Bum bag or fanny pack?

bum bag
Bum bag or fanny pack?

An invitation to ‘park your fanny’, is merely an indication from an American, that you should ’sit down’. However, this friendly gesture could cause considerable consternation to an uninformed Brit.

In the United states, one’s ‘fanny’, refers to one’s bottom, but in the UK, the word relates to an altogether different part of the anatomy. Similarly, the mention of a ‘fanny pack’, would be a great cause of mirth for British School children, whereas ‘bum bag’, to an American might be taken to mean, a bag carried by a tramp.

Band Aid or plaster?

first aid box
Band Aid or plaster?

Cut your finger here in the UK and the chances are that you’d stick a plaster on it. But what if the casualty is an American? An anguished cry for a ‘bandaid’, could inspire a helpful Brit to dial an 0800 number to leave a donation. Either that or he or she will start humming, ‘Do they know it’s Christmas?’.

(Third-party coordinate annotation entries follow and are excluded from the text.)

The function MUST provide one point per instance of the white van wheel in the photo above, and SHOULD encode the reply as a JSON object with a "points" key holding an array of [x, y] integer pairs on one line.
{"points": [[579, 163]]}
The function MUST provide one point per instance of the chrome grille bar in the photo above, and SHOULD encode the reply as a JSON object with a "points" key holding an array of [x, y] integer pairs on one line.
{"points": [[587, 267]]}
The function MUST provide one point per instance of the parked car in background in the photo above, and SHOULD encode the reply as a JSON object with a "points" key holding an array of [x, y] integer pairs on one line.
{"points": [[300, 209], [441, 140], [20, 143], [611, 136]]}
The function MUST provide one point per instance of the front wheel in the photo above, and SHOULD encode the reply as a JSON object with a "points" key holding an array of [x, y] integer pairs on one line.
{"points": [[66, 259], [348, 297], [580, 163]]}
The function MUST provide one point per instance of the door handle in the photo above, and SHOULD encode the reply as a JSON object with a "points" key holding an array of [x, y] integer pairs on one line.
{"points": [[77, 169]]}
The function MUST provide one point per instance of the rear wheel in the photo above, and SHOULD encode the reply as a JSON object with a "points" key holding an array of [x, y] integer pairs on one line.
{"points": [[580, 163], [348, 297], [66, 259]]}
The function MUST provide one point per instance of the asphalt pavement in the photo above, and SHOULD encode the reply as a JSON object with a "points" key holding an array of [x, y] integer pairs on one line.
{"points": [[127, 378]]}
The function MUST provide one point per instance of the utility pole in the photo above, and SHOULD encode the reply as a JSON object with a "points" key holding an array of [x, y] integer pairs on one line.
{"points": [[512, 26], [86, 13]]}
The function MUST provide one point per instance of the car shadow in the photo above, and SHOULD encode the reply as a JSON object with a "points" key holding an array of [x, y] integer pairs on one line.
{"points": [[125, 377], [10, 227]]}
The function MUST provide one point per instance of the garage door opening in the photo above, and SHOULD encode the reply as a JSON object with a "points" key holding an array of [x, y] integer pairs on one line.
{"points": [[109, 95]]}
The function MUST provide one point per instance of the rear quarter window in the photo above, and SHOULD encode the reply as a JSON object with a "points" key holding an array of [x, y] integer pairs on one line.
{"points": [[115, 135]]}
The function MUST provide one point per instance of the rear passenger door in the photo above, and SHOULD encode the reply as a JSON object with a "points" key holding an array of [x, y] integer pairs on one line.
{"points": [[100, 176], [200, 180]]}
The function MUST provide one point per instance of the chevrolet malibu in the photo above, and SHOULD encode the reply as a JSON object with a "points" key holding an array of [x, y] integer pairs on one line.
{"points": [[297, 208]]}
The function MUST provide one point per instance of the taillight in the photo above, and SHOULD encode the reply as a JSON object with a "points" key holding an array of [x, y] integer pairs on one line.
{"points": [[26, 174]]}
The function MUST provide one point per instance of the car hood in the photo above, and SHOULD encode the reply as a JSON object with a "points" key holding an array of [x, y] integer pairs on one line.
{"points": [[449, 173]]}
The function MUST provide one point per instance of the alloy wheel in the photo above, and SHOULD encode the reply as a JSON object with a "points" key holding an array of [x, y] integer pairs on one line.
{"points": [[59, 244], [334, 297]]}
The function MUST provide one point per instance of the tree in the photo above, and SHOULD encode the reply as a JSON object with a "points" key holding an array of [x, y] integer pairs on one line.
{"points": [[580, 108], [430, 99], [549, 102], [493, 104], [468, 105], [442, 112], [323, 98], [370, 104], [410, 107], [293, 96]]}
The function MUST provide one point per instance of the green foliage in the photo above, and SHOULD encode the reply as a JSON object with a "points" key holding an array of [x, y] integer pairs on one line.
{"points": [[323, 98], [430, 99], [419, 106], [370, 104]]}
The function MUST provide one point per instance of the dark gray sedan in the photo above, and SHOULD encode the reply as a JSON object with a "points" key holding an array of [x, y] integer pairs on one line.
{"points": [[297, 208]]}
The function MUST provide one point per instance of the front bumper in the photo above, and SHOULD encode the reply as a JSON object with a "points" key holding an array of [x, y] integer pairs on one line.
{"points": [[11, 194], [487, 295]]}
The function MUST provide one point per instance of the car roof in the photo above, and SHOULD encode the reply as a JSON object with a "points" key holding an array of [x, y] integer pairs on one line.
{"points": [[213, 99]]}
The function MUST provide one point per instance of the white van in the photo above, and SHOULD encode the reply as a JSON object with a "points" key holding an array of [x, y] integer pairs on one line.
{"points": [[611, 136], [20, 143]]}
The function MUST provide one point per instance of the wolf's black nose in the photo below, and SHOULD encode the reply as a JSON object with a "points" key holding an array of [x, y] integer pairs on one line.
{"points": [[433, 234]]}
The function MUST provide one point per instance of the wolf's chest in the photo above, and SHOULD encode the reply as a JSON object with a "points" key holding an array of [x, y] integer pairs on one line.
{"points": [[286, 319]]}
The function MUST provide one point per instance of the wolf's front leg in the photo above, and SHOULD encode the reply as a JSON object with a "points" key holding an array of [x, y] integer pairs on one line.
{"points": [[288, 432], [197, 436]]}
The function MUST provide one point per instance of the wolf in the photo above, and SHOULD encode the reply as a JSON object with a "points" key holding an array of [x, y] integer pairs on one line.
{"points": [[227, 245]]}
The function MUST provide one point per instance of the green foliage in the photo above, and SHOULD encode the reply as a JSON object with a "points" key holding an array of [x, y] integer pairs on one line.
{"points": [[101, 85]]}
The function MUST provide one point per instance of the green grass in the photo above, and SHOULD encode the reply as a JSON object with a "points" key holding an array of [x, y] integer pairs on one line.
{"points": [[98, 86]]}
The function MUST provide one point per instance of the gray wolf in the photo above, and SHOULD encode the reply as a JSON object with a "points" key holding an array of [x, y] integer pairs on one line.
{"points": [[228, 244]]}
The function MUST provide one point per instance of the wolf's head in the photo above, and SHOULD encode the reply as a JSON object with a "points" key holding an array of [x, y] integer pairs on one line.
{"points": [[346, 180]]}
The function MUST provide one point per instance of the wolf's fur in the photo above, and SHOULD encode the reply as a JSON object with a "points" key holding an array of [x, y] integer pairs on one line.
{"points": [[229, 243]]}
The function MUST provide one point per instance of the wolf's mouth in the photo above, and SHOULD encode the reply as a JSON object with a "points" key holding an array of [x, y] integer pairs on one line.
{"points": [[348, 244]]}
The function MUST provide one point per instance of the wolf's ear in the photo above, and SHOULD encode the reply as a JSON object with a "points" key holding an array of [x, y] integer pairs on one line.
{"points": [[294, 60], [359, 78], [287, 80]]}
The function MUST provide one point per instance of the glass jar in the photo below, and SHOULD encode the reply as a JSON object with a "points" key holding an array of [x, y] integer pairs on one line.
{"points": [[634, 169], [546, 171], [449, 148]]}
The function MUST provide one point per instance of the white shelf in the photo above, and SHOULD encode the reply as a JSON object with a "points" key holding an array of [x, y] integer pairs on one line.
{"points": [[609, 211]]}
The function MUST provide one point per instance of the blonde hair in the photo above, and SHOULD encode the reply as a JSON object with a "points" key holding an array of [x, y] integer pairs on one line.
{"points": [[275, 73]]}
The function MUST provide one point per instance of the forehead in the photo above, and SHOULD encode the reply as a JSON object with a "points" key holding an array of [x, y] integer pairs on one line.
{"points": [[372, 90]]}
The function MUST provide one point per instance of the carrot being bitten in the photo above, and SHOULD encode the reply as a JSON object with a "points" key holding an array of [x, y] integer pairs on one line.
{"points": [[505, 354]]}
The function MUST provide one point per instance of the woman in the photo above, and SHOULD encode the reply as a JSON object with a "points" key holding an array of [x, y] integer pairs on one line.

If your injury is more serious, then a trip to casualty may ensue. Luckily, in the UK, treatment is free for all, but over in the States, you’d better hope that your health insurance is up to date!

Apartments or flats?

Apartments
Apartments or flats?

If a Brit refers to an apartment, they’re either an estate agent doing the hard sell or someone trying to make their accommodation sound more upmarket than it really is. Americans are quite right to call their homes, ‘apartments’, because they got the word from the French, who in turn got their word from the Italian, ‘appartimento’ meaning ‘a separate place’, which in turn comes from the Latin ‘partem’.

Our ‘flats’, by contrast, are not the result of Roman conquest, but old English, meaning ‘floor’, ‘hall’, or ‘story of a house’. We got the word from the Germanic hordes that invaded us after the Romans left.